A proposta de Barbosa (2005) de identificar um critério
objetivo de erudição (a latinização da grafia) e mensurá-lo para a
análise das fontes documentais se mostrou um excelente caminho
de investigação. A partir desse princípio norteador definido por
Barbosa (2005), podem-se utilizar, quem sabe em um futuro
próximo, outros critérios (talvez não tão objetivos) como é o caso
das próprias características linguísticas dos textos. Partindo do
que se conhece do português brasileiro hoje, é possível organizar
taxinomicamente os documentos em função da presença mais
incisiva ou ausência total de traços linguísticos que apareçam
como prenúncios ou vestígios do que agora sabemos configurar o
português brasileiro ou uma de suas variedades (o uso do futuro
perifrástico com ir + infinitivo, a presença de a gente no lugar de
nós, pronome reto depois de verbos causativos, pronome tu com
verbo na terceira pessoa do singular, entre outros fenômenos).
Abstract
This article presents a discussion on the methodological procedures in the productive process of reconstruction of socio-cultural profiles of writers from the
past synchronicities Portuguese.

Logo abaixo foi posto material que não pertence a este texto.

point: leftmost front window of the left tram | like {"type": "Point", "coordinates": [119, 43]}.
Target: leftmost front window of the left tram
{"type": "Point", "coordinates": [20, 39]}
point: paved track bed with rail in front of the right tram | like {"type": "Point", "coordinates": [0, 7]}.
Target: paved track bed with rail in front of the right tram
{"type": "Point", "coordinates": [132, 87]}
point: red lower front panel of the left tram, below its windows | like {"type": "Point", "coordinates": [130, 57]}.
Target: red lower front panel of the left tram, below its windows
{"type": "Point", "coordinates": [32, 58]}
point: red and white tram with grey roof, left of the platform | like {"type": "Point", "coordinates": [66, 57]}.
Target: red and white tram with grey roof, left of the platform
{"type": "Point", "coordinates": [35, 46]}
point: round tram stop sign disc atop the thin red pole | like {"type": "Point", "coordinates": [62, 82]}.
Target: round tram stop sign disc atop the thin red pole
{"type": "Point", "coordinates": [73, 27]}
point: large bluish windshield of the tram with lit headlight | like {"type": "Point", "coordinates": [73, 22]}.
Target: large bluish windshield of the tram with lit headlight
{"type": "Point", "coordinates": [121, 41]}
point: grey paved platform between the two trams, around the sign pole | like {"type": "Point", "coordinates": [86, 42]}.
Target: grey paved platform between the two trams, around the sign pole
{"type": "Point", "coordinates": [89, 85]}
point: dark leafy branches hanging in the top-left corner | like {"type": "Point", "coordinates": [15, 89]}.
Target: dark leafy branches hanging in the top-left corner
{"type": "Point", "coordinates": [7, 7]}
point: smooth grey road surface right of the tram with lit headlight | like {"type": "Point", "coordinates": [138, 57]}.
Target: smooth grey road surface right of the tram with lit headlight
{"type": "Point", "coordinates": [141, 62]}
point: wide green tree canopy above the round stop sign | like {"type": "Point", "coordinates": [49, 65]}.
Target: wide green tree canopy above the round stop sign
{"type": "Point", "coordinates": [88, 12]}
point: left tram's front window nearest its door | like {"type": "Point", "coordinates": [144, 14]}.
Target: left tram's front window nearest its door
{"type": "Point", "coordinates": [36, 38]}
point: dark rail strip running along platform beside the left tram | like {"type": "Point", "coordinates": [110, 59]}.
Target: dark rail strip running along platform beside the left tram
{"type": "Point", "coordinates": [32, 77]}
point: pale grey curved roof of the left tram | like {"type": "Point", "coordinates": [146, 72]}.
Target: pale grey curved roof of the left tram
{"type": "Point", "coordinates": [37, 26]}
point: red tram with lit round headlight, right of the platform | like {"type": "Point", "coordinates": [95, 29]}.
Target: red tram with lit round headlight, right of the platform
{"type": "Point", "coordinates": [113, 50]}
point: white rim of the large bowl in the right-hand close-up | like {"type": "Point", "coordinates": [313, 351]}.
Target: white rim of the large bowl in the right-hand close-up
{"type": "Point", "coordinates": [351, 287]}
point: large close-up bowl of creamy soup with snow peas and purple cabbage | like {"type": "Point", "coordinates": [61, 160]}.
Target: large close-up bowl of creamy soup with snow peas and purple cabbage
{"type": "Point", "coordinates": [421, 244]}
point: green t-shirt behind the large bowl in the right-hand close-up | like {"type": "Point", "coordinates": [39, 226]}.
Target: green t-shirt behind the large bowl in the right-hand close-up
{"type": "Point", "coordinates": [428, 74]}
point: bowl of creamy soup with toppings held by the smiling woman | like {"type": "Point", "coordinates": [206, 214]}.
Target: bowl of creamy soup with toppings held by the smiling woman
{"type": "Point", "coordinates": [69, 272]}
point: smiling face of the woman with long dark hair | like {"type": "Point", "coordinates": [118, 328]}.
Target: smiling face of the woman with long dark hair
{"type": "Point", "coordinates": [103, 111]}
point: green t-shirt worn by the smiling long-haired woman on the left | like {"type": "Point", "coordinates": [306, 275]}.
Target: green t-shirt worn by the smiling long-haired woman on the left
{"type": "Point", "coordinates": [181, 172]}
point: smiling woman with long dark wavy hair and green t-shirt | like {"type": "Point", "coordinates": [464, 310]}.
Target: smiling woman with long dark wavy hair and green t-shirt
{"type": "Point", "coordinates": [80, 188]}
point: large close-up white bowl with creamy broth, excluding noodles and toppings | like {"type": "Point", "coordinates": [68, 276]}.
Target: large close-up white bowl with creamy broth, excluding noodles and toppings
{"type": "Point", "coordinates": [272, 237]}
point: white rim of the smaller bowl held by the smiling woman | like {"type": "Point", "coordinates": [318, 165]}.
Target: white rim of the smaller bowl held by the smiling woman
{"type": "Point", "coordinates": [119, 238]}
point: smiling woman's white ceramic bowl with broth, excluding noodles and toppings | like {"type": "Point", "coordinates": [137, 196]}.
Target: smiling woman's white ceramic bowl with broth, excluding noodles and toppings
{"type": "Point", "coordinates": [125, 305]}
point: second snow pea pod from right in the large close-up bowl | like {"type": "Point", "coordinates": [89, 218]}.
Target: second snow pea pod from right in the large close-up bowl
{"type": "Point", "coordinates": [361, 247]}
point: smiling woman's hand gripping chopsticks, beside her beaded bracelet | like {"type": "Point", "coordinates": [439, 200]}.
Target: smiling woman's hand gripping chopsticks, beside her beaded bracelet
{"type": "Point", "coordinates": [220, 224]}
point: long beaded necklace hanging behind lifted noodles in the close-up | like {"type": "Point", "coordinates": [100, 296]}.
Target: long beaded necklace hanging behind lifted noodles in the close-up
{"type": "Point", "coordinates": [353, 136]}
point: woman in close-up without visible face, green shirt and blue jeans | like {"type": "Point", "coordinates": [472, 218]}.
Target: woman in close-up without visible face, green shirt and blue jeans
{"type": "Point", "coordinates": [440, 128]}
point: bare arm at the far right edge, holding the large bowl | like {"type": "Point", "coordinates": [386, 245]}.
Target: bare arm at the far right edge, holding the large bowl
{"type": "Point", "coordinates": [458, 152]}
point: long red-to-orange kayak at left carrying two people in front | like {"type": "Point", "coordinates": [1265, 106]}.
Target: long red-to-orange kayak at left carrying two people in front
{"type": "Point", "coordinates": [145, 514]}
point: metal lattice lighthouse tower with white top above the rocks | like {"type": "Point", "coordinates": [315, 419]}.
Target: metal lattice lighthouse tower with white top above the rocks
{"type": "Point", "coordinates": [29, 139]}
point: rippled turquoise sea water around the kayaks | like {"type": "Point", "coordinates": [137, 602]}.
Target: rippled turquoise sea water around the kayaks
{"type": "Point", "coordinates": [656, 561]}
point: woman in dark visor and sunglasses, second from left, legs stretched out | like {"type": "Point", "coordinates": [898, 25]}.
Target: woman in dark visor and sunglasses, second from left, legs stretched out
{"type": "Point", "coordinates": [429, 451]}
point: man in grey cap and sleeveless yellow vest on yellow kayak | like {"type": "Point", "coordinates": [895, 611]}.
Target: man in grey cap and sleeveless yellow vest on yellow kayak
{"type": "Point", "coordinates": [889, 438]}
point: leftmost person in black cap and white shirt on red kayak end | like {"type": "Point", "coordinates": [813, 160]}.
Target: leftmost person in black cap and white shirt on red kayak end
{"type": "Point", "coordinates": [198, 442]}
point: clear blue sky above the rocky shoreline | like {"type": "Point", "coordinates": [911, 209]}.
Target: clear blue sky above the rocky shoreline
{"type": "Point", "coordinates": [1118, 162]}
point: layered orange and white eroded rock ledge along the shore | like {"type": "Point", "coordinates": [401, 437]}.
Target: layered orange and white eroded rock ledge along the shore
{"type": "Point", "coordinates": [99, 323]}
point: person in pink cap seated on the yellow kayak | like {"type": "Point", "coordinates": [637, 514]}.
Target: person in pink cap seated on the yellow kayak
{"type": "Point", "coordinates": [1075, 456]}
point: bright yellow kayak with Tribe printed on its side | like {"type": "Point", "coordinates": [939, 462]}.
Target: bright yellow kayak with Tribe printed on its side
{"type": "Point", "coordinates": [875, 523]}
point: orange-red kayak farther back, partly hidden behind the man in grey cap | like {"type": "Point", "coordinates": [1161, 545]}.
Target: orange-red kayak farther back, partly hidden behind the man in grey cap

It is intended to reflect
about the implementation of social categories (gender,
age, educational level, nationality, place of birth of the
author) to writers of handwritten letters and printed
texts, pointing out the struggles and methodological
approaches implemented in the development of a
Portuguese Historical Sociolinguistic.
Keywords: sociolinguistic categories; sociolinguistic method in history; historical corpora.